死霊の大きな左手が霧散する。着地から続けて大きく跳び上がり左腕を切り落とす。
地面に足が着くまでの間に残る右腕が迫る。
「せぇっああ!!」
百十倍強化、両手で握った木刀のフルスイング。右腕は一気に肘まで消し飛んだ。
狂殺の死霊が放った威力は殺し切れず、俺の体も後方に飛ぶ。激突した地面が大きく抉れて体の随所から悲鳴が上がるが、ここで止まるわけにはいかない。
両腕のなくなった死霊、殺し切るなら今しかない。もたもたしてたらまた再生する。
(身体強化百三十倍!致命傷を狙う、ッ幸!!)
心中で叫び、力を借りる。
フェイント混じりの足捌きで翻弄し、右の脛を蹴り上げて体勢を崩したところへ両手持ちの逆袈裟切り。脇腹から肩にかけて胴体を斜めに両断する。
まだだ。
左足を持ち上げて膝蹴りの挙動に入っていた死霊の足を付け根から切り飛ばす。返す刀で木刀を振り回し死霊の首を撥ねた。
バラバラになった狂殺の死霊は、地面に落ちながら塵のようになって消えていった。
「…ふうっ…」
最後まで消えるのを見届けて、ようやく止めていた息を吐く。
「助かったよ、幸。最後までな」
俺の『致命傷を狙う』意思に従って、幸の“幸運”を効力を発揮してくれた。おかげで、ろくに見てもいないのに的確に運良く首を撥ねられた。

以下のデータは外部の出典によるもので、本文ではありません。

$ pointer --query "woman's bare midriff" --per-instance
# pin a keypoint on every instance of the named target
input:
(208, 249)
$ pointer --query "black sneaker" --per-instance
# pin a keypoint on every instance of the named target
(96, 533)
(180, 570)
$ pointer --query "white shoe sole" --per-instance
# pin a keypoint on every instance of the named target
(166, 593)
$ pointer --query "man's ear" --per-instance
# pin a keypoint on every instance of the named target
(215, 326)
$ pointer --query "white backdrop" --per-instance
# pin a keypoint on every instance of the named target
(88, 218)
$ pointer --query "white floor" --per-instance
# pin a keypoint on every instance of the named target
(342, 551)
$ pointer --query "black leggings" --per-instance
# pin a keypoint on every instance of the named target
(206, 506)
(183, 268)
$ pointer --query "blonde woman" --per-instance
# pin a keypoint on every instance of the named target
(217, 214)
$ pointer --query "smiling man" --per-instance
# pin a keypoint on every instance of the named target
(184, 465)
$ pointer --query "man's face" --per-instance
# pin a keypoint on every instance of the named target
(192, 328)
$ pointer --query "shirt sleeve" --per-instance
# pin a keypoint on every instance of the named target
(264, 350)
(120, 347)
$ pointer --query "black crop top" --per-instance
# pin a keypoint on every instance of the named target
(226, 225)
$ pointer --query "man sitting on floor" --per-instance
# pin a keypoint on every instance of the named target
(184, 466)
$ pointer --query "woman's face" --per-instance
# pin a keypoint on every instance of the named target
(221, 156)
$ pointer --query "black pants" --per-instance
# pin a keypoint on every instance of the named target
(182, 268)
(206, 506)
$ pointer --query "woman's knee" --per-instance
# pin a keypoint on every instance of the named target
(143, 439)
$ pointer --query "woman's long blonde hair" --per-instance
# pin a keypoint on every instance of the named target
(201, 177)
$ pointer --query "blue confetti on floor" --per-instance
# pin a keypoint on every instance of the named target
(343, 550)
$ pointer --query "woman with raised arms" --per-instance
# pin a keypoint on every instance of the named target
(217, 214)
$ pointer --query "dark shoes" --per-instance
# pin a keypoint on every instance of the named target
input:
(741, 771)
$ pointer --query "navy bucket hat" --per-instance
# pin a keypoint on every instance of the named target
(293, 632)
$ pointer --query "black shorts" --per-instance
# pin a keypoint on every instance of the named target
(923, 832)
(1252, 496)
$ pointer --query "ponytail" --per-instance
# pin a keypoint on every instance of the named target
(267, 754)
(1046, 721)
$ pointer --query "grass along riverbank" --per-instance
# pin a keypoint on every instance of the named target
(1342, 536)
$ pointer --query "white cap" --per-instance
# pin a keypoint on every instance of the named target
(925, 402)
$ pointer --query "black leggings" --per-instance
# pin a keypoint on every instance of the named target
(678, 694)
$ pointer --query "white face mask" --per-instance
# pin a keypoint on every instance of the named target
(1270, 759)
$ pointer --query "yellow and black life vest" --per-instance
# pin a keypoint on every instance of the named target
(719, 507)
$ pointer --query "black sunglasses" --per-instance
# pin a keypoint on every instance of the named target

弱っている鬼の子を抱き上げて、そのまま他に死霊がいないかざっと見回してみたが、工場内の無残な死体からはもう死霊の一体も発生する様子はなかった。紅葉のお札にも魔の反応は見られない。
そして殴り飛ばしてのびていたはずの祓魔師の姿も消えていた。いつの間に逃げやがったのか。
「くそ、近くにはいなさそうだな」
狂殺の死霊を相手にする前にもっとボコボコにしておくべきだったがと思ったが、ひとまず鬼の子も助け出すことができたのでよしとしよう。
「幸、もういいよ。お疲れ様」
木刀を竹刀袋に納めながら、取り憑いたままの幸に言う。
体の内側からなにか抜け落ちるような虚脱感と共に、目の前に長い黒髪の小柄な着物姿の少女が現れる。髪も元に戻った。
「…」
「大丈夫か?疲れたよな、帰ろうか」
少し表情に力がない幸の頭を撫でて、腕の中の鬼の子を見る。
「…ひとまず、この子の傷を治すか」
家に戻るのはそれからでもいいだろう。
今はもうとっくに授業の始まってる時間だ。堂々と入るのはきつい。
まだ明るい内なのに、自分の学校にこそこそと忍び込まなければならないのかと思うと地味に気分が落ち込んだ。
傷だらけのこの状態で行ったら、あの女子寮長さんにまた間違いなくお小言を言われるだろうしな。